Nadie respondió. Sólo un sordo murmullo recorrió las filas.
—Sé que no es cierto. ¡Sé que sois los mejores soldados del mundo y que no os volveréis nunca en contra de vuestro rey! Mi decisión era proseguir, conduciros más allá, pero antes he querido conocer la voluntad de los dioses y he ordenado sacrificios. Sin embargo, éstos han sido contrarios. Nadie puede desafiar la voluntad de los dioses. ¡Y por tanto preparaos, soldados! Preparaos, porque ha llegado la hora de que disfrutéis de aquello a lo que os habéis hecho merecedores y habéis conquistado. Volvemos. ¡Volvemos a casa!
No hubo ovaciones ni aclamaciones, sólo una profunda e intensa emoción. Muchos lloraban en silencio y las lágrimas corrían lentamente por sus hirsutas barbas, por aquellos rostros demacrados por ocho años de batallas, de vigilias, de asaltos, de hielo y de calor abrasador, de nieve y de lluvia. Lloraban porque su rey no estaba enojado con ellos; les amaba aún, como a unos hijos, y les volvía a llevar a casa. Un veterano se destacó de las filas y avanzó hasta delante de Alejandro. Le dijo:
—Gracias, rey, por haber aceptado dejarte vencer sólo por tus soldados. Gracias... Queremos que sepas que, suceda lo que suceda, cualquier cosa que nos tenga reservado el destino, no te olvidaremos jamás.
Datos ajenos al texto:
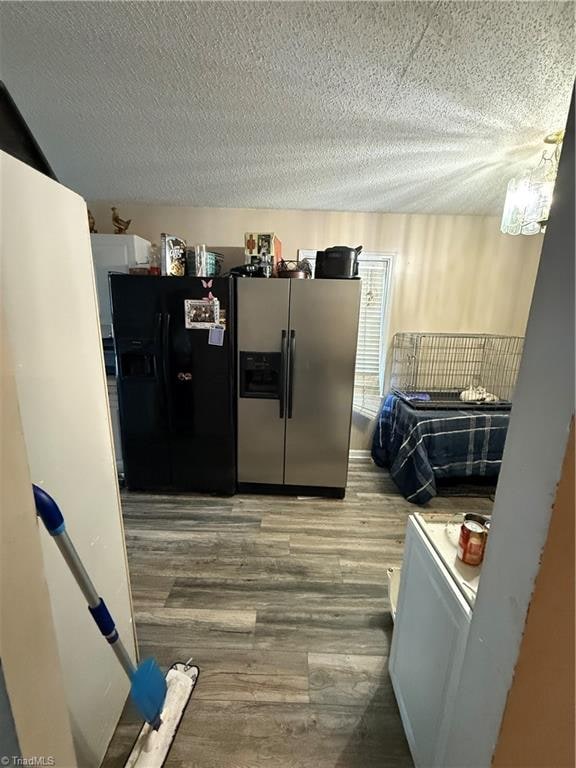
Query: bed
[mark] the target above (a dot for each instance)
(420, 446)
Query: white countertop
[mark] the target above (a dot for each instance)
(444, 538)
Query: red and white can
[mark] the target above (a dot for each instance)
(472, 542)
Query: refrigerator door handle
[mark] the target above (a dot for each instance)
(291, 372)
(166, 366)
(282, 391)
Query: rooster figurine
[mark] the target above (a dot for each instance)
(120, 225)
(91, 223)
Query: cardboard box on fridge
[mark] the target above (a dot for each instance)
(256, 242)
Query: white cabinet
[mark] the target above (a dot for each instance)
(430, 633)
(114, 253)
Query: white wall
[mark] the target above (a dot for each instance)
(28, 646)
(453, 273)
(48, 295)
(535, 447)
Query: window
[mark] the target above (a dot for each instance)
(375, 270)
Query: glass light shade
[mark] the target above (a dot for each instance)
(528, 198)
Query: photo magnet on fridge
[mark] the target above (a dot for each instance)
(201, 314)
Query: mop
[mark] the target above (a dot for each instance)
(160, 700)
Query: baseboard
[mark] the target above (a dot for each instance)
(357, 453)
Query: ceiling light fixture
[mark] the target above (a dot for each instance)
(529, 196)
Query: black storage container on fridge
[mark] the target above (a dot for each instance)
(339, 262)
(176, 388)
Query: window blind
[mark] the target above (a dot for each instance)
(374, 269)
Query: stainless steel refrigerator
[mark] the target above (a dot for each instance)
(296, 354)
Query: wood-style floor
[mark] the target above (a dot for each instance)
(283, 604)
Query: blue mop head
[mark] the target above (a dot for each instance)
(148, 691)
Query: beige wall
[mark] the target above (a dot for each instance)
(538, 725)
(28, 646)
(48, 295)
(453, 273)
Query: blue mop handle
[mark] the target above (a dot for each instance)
(52, 517)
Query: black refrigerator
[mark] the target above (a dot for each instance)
(174, 340)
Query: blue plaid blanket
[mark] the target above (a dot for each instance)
(421, 445)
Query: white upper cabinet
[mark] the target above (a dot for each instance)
(114, 253)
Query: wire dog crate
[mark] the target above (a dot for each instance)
(431, 370)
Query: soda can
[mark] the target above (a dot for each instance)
(472, 542)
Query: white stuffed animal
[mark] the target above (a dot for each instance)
(477, 395)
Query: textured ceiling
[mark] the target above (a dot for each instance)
(422, 107)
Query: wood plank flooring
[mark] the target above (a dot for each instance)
(283, 604)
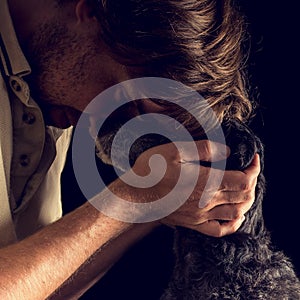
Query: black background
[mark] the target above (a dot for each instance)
(274, 74)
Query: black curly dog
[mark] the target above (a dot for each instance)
(241, 266)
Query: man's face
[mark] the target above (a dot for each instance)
(70, 65)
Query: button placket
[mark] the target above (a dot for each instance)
(29, 118)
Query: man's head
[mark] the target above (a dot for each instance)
(78, 48)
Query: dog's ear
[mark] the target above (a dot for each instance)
(243, 144)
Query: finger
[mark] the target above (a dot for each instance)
(241, 180)
(254, 167)
(217, 229)
(228, 212)
(233, 197)
(207, 151)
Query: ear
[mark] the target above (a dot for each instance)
(84, 11)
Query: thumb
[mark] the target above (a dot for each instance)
(207, 151)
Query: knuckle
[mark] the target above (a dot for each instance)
(245, 186)
(206, 149)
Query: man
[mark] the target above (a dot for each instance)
(66, 66)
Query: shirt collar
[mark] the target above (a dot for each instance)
(11, 55)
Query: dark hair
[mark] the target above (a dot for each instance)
(197, 42)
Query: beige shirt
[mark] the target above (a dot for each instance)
(32, 156)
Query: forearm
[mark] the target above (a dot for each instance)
(35, 267)
(96, 267)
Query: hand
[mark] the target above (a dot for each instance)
(231, 201)
(228, 200)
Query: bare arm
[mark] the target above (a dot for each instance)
(38, 265)
(89, 272)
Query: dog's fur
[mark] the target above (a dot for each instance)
(240, 266)
(243, 265)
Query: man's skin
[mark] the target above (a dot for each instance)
(37, 266)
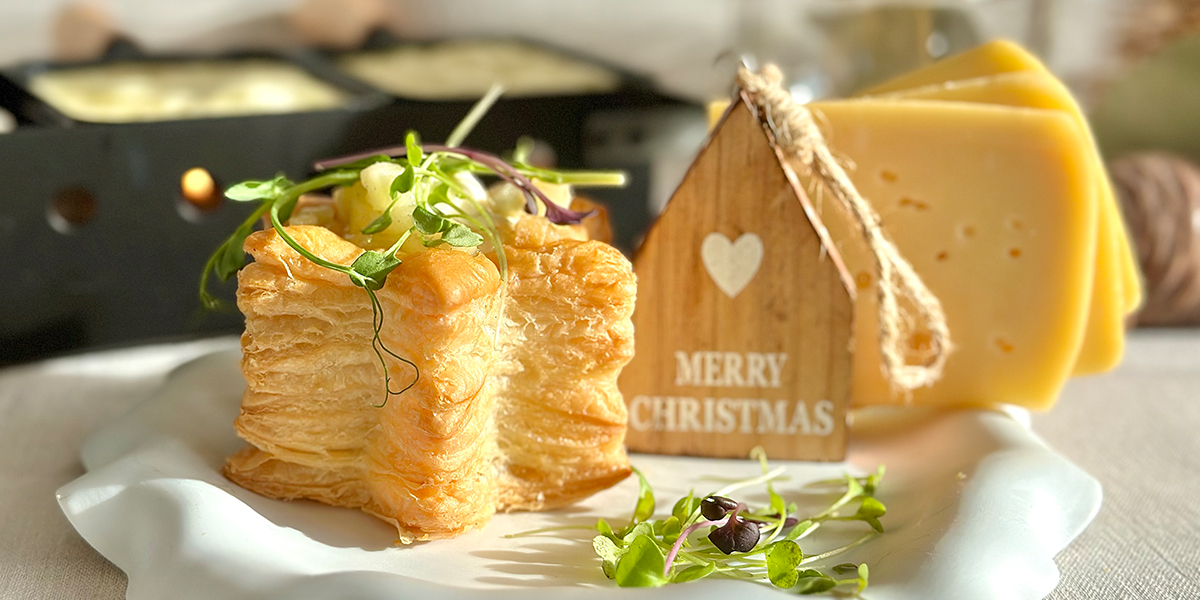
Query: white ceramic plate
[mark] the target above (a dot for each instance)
(977, 508)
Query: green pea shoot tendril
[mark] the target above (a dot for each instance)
(429, 180)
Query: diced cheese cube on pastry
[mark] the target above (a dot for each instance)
(996, 209)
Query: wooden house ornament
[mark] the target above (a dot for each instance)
(744, 313)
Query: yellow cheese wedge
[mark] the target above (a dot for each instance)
(1104, 339)
(996, 209)
(1005, 57)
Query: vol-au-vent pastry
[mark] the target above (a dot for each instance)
(509, 343)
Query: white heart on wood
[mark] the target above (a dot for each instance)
(731, 265)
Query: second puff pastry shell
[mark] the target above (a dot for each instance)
(516, 406)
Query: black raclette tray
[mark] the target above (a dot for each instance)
(130, 273)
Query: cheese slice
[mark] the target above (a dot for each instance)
(1003, 57)
(996, 209)
(1104, 339)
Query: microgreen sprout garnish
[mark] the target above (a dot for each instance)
(445, 211)
(715, 535)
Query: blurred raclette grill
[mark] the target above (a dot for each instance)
(105, 226)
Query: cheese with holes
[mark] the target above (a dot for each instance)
(1104, 339)
(996, 209)
(1002, 57)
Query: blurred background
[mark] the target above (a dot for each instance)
(123, 120)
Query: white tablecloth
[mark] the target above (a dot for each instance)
(1134, 429)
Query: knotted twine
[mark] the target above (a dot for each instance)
(798, 137)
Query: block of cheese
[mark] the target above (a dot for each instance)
(996, 209)
(1104, 339)
(1003, 57)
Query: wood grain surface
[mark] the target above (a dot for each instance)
(767, 359)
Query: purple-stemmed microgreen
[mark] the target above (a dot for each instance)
(427, 180)
(741, 544)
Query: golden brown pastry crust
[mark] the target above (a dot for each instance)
(525, 418)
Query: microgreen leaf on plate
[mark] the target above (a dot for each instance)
(715, 535)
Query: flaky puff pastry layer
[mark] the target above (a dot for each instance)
(516, 406)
Alejandro le abrazó y luego ordenó que volviesen todos a sus tiendas para hacer los preparativos para la partida. Cuando los soldados se hubieron alejado, se acercó, solo, a la orilla del Hífasis. Entretanto, las nubes se abrían y la luz del sol poniente se difundía incendiando el gran río, tiñendo de rojo el lejano perfil del Paropámiso, sus picos altísimos, pilares del cielo. El rey dirigió la mirada a la otra orilla, a la llanura infinita que se extendía más allá, hasta el horizonte, y lloró como no había llorado nunca en toda su vida. No vería nunca la corriente majestuosa del Ganges ni caminaría por la orilla de los lagos dorados, entre los iridiscentes pavos reales de Palimbotra. Lloró por el ojo azul como el cielo, lloró por el ojo negro como la noche.